Dejemos la historia, situémonos en el presente. ¿Cuáles son los retos de la socialdemocracia? Lo primero debería ser diferenciarse de los neoliberales en las prácticas políticas. No se pueden criticar en España las políticas de austeridad que se apoyan en Bruselas, y que además son aprobadas por comisarios europeos que militan en partidos socialdemócratas. Un estudio de la organización “Vote Watch Europe” que estudia los comportamientos en el Parlamento Europeo señala que el PSOE y Ciudadanos coinciden en el 84% de las votaciones en la Eurocámara, el PP y el PSOE están de acuerdo en el 75% de las ocasiones mientras que el PSOE y Podemos solo han coincidido en el 57% de los casos. Los socialdemócratas deben demostrar que lo son en su práctica política: combatiendo las políticas de austeridad, defendiendo el Estado de Bienestar, considerando los derechos sociales como prioritarios frente a los intereses del capitalismo financiero, combatiendo el fraude fiscal, defendiendo lo público frente a las privatizaciones de la sanidad y la educación… cuestionando el tratado de libre comercio…

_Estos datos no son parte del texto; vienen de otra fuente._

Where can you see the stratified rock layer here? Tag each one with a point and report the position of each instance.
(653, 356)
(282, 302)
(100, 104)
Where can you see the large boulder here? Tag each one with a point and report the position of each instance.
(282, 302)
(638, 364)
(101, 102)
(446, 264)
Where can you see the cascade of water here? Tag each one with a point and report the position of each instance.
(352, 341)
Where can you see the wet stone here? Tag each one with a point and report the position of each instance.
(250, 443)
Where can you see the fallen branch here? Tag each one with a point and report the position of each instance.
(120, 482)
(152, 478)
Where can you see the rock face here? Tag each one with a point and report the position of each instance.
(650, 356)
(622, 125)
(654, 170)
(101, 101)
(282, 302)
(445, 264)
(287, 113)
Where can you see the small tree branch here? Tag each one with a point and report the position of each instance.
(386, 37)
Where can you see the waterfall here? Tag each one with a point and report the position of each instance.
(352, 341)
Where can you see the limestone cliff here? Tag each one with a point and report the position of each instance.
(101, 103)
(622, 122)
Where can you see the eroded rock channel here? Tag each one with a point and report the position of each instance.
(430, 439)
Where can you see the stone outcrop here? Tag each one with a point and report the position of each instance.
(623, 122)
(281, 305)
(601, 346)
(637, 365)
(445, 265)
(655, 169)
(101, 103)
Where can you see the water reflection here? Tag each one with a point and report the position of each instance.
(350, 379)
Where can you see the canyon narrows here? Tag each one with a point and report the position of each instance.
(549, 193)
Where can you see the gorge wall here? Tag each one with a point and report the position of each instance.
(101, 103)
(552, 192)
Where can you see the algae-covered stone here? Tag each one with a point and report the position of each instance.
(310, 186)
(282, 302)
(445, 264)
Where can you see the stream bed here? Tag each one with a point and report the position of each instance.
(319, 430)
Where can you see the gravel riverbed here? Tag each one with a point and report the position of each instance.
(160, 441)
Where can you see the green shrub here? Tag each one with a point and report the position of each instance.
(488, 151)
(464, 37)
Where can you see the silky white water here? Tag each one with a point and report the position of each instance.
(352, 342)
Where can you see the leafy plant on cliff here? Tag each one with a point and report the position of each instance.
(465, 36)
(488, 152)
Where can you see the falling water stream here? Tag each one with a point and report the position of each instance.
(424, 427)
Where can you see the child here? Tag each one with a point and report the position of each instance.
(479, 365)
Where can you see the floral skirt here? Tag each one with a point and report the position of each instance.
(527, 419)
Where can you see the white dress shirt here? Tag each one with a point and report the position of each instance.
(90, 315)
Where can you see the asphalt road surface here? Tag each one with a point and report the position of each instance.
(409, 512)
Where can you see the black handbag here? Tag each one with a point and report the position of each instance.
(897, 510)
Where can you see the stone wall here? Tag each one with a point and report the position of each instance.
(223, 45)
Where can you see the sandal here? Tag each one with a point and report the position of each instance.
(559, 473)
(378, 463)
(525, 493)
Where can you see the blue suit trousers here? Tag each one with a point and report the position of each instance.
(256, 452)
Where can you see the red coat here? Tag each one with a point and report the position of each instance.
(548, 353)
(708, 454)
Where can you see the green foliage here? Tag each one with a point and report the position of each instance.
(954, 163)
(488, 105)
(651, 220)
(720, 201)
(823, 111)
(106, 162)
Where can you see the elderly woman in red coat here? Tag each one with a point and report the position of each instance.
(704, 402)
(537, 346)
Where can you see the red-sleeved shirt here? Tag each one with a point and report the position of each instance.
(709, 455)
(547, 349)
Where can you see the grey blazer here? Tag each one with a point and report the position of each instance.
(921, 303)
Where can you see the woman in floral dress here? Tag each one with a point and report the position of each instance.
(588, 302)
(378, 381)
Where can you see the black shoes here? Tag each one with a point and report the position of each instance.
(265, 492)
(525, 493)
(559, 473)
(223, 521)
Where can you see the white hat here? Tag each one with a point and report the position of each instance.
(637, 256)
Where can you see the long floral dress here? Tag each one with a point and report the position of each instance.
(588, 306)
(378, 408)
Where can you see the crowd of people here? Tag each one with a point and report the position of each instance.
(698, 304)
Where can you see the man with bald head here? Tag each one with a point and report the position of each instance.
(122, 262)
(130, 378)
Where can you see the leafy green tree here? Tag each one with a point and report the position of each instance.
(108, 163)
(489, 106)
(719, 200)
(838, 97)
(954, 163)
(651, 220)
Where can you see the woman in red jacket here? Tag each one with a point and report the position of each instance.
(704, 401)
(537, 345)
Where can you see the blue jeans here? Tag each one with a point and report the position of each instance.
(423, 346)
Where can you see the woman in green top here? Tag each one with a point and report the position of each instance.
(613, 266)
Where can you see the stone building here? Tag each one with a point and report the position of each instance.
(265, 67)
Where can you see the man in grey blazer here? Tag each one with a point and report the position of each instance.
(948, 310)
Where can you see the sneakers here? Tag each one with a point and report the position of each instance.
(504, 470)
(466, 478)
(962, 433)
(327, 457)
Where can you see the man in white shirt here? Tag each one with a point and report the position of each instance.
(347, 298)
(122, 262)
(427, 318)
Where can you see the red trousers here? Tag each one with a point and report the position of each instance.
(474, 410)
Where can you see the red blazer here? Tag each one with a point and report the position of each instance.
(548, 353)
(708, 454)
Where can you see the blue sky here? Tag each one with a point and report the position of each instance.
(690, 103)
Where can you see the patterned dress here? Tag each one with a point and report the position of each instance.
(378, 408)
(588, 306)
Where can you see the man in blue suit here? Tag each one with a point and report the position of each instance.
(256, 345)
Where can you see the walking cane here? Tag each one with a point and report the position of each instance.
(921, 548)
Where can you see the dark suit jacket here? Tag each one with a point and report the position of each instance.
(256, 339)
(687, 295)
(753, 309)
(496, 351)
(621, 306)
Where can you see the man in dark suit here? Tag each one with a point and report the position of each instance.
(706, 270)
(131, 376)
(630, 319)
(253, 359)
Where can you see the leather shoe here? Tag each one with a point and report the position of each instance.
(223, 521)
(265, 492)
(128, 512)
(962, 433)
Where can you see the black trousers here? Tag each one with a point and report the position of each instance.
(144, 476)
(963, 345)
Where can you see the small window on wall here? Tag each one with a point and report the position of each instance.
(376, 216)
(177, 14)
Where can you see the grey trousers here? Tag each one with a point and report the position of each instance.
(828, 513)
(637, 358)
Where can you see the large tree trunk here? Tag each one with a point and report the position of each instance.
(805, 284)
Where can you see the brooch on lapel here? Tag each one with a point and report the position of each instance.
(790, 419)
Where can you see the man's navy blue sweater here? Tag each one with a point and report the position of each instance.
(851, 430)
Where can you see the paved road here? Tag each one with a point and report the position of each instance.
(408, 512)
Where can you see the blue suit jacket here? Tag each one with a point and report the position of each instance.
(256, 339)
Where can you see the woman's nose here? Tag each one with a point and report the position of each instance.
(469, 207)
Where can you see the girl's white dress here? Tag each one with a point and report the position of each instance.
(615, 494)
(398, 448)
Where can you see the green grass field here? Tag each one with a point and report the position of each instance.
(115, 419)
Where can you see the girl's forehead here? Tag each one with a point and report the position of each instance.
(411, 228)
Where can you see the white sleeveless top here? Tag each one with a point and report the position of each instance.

Estas políticas son imposibles teniendo al Partido Popular como compañero de camino. Por eso entendemos y compartimos el No del PSOE a Mariano Rajoy y llamamos a un pacto amplio por la regeneración democrática. En Canarias también defendemos que el PP no entre en el Gobierno canario. CC y PP suman 30 escaños, los mismos que PSOE, Podemos, Nueva Canarias y la Agrupación Socialista Gomera. La suma de votos es notablemente superior con las siglas de izquierdas que la que da Coalición Canaria con el PP. ¿Seguirán los socialistas canarios mirando como único socio posible a Coalición Canaria, un partido del que no se fían? ¿Están dispuestas las fuerzas que se dicen progresistas y socialdemócratas a plantear una alternativa de progreso a los partidos conservadores que más tiempo han estado gobernando Canarias? Y ya puestos a lanzar preguntas ¿serán capaces los dirigentes del PP de Canarias de aplicar en las islas la receta que tanto recomiendan en Madrid y dejar que lidere el Gobierno canario el partido más votado, o sea, el PSOE? En el Cabildo de Gran Canaria hemos demostrado que tres partidos diferentes que defienden el Estado de Bienestar y la justicia social se pueden entender y pueden gobernar juntos. Lo dice el refranero popular: obras son amores y no buenas razones.